ICT resilience simulations in small confined smart distribution grids

Abstract:
There are numerous reasons why we need to reconsider our distribution concepts for electrical power. Granted, the existing energy distribution system operates quite stable, but the relentless and necessary replacement of fossil and nuclear energy sources, the volatility of the ever-growing proportion of renewable energies and the requirements for the maintenance of electricity networks push the old system to its limits. ICT can not only help to overcome these challenges, but may create an energy system that offers an entire new set of services for its users: The power grid gets intelligent - the Smart Grid is created. We encounter major challenges regarding the decentralized supply of renewable energy on the one, and new requirements on behalf of upcoming energy consumers such as Electric Mobility and Smart Metering on the other hand. Sophisticated control of the power grid needs a highly reliable ICT network. The requirements differ depending on wheth-er messages carry status or billing information or whether they trigger critical processes. Resilience of the ICT network is in addition subject to a number of influencing factors: it depends on the assumed ICT network architecture, its size and technology as well as load caused by other (background) traffic in the network. Resilience requirements also depend on the control task to be performed. Here, we envision small, geographically confined, “islands” in the power distribution grid, which operate autonomously. We want to examine the ICT behavior of a decentralized grid control in such a context.

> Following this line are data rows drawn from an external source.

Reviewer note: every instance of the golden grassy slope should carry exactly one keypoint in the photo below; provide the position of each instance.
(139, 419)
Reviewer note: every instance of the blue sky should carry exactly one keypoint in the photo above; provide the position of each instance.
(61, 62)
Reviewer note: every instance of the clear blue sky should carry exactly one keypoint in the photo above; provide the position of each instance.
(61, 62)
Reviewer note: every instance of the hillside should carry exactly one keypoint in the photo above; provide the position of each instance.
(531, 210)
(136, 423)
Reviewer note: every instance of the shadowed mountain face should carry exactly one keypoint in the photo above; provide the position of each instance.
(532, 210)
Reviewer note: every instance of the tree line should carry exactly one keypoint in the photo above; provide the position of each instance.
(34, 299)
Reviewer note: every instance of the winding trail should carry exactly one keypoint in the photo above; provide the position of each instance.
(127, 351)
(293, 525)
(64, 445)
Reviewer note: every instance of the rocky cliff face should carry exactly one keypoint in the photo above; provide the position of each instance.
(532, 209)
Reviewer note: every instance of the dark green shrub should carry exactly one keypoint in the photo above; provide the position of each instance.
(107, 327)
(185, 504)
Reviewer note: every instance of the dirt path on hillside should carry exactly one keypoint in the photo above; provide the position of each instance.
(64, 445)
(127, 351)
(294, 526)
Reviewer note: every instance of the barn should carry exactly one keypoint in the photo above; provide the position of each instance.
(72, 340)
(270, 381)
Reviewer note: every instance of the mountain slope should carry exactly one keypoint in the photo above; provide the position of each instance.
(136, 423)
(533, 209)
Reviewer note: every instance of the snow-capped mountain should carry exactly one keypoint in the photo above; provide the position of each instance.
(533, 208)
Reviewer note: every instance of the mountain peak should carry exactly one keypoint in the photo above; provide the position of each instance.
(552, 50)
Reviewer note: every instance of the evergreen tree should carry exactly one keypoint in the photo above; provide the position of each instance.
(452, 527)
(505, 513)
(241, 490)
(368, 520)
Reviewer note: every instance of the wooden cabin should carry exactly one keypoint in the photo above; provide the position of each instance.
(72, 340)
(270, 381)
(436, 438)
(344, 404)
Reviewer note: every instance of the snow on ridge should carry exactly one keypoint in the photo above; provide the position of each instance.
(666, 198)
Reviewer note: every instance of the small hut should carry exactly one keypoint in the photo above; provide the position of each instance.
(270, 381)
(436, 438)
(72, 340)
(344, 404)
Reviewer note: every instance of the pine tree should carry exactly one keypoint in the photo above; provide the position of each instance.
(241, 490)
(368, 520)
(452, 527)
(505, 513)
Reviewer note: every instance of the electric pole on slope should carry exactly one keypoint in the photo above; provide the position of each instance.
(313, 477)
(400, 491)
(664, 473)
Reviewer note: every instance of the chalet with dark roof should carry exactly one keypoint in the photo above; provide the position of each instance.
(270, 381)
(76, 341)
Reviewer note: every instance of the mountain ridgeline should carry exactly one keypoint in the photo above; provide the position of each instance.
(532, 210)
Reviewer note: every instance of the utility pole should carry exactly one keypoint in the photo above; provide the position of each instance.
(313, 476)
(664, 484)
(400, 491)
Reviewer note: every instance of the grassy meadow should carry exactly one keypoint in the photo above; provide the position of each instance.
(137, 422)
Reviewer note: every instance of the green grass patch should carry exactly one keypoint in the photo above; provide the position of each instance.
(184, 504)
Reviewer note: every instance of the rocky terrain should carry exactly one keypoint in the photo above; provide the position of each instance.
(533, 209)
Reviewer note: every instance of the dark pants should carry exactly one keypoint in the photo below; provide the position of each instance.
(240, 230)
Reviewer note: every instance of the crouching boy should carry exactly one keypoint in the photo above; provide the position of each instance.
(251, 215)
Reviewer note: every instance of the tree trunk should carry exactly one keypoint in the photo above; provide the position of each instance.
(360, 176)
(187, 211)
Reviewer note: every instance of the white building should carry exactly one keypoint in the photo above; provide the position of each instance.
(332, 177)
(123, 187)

In this paper we study resilience of an ICT network for Smart Grid control by means of simulation using the discrete event network simulator ns-3. We simulate a small community with the order of a few 100 end nodes that are connected to a central control node. Traffic flows in a tree structure. We define typical Smart Grid control traffic patterns according to expected application scenarios. We assume the public Internet as network which carries other traffic as background load. Based on packet loss and delay we define resilience metrics and show their behavior as the network becomes congested.